First, call support can make sure that all of their calls have A-level call attestation by choosing the right dialer. Call attestation is a measure of how much trust and information the call’s carrier has with the caller. Poor call attestation can doom a caller from the beginning, guaranteeing that they will receive a negative label from some carriers. That’s why moving to a quality dialer can immediately improve answer rates for high-volume callers.

The best way to guarantee A-level call attestation is by purchasing your phone numbers through a reliable source. By calling from a number sold by services like BatchDialer, you can give the carrier absolute confidence in your right to use that number–the most important factor in attestation.

Of course, call attestation can be more complicated than that. For example, it’s still important to avoid least-cost routing, the practice of finding the least expensive way to route a call. While the lower costs associated with this technology can be appealing, you ultimately pay for it in the risk that your call attestation may worsen. You should confirm with your dialing service how they make decisions about routing, and what level of attestation you can expect with your calls.

Monitor Phone Numbers

While callers should be focused on making their calls, their support and IT team can help them by monitoring the status of the numbers they’re using. By checking their phone numbers’ reputation with carriers, the teams supporting callers can let them know when to stop using numbers that are flagged for spam.
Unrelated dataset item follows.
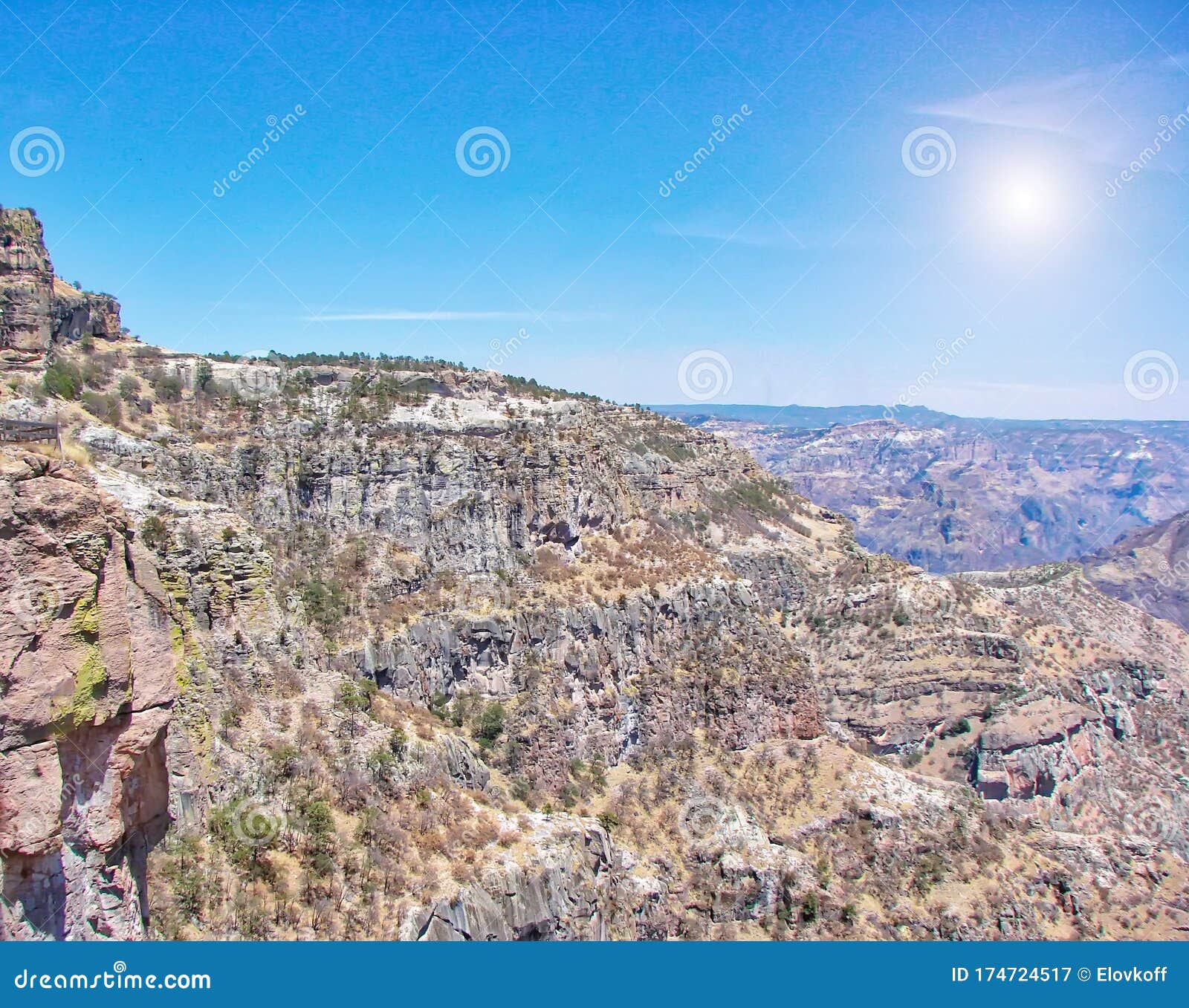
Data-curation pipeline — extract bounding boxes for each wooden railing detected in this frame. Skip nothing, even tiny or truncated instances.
[0,420,58,442]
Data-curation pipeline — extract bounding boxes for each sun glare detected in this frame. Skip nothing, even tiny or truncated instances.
[994,174,1056,232]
Accurately monitoring every phone number’s reputation can seem like a daunting task, but that’s why companies like BatchDialer include reputation monitoring among the suite of tools they offer. It’s an important component for any high-volume dialing operation to have this kind of intelligence and insight into their own operations.
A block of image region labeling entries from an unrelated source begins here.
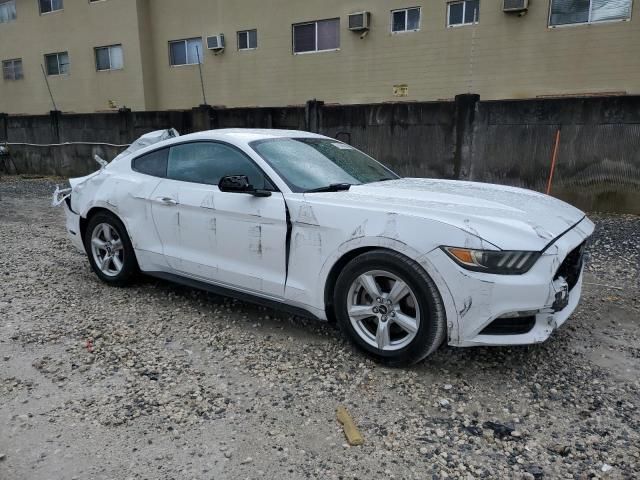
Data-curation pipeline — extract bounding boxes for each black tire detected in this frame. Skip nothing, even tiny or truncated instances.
[333,249,447,366]
[84,212,138,287]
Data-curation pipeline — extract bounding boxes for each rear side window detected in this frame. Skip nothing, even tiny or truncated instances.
[167,142,268,188]
[131,148,169,177]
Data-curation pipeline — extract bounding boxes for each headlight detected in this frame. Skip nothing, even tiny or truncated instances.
[442,247,540,275]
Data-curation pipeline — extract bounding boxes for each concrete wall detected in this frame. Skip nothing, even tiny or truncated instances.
[0,95,640,214]
[0,0,147,114]
[0,0,640,113]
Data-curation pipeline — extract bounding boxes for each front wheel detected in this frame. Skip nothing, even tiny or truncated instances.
[334,250,446,366]
[84,212,138,287]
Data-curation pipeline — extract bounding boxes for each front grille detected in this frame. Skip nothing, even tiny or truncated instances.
[553,241,586,291]
[480,315,536,335]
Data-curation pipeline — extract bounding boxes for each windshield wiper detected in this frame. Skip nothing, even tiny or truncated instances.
[304,183,351,193]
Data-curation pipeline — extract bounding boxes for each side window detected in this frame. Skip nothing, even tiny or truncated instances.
[131,148,169,178]
[167,142,271,188]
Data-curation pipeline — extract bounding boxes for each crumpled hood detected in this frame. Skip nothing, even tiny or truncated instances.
[305,178,588,251]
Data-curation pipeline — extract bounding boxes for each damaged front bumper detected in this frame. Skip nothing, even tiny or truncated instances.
[426,218,594,347]
[62,198,85,253]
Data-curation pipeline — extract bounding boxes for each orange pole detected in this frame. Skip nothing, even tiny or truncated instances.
[546,129,560,195]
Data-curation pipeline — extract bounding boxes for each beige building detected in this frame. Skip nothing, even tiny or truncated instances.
[0,0,640,114]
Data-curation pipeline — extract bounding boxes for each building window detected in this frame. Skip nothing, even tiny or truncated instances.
[38,0,62,14]
[96,45,124,72]
[293,18,340,53]
[238,30,258,50]
[0,0,16,23]
[169,38,202,66]
[549,0,633,27]
[391,7,420,33]
[2,58,24,80]
[44,52,69,75]
[447,0,480,27]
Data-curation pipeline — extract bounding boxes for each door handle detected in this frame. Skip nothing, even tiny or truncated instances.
[156,197,178,206]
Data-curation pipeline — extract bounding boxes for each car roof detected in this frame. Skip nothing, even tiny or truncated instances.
[109,128,336,165]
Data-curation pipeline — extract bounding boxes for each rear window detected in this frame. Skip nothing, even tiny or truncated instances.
[131,148,169,178]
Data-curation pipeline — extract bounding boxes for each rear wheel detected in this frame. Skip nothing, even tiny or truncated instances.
[84,212,137,286]
[334,250,446,365]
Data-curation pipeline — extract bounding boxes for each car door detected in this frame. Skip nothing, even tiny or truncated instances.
[153,141,287,297]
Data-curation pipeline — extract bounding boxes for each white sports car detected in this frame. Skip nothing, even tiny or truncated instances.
[55,129,594,365]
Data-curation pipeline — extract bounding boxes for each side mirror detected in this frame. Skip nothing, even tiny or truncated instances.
[218,175,271,197]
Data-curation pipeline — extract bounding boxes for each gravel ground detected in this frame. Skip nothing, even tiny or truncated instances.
[0,177,640,480]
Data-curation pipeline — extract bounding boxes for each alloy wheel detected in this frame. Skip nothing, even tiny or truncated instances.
[347,270,420,351]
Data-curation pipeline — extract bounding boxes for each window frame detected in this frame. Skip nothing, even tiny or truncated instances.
[38,0,64,15]
[168,37,204,67]
[547,0,633,28]
[2,58,24,82]
[389,6,422,35]
[236,28,258,52]
[44,50,71,77]
[93,43,124,72]
[249,136,402,193]
[0,0,18,25]
[130,146,171,179]
[291,17,340,55]
[447,0,480,28]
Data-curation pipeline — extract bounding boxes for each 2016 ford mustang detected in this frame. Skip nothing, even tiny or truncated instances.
[56,129,594,365]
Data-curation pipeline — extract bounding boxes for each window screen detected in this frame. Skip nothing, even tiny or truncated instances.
[167,142,265,188]
[169,38,203,66]
[447,0,480,27]
[132,148,169,178]
[238,30,258,50]
[391,7,420,32]
[2,58,24,80]
[39,0,63,13]
[0,0,16,23]
[318,19,340,50]
[44,52,69,75]
[293,23,316,53]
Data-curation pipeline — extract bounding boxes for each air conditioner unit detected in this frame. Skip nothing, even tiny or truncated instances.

Caller ID Name Registration

While it can be a more labor-intensive step, registering your phone numbers with carriers can pay off in significant ways. By completing this registration, you tie your phone numbers to your CNAM, or caller ID name, data to make sure carriers understand who owns the phone number.

Unfortunately, malicious callers may attempt to spoof your phone number in order to make spam or scam calls. CNAM registration can protect you in that scenario by making it easier for you to dispute calls made without your permission. That protects your reputation, prevents you from being mislabeled, and makes sure that carriers know who the true owner of your number is.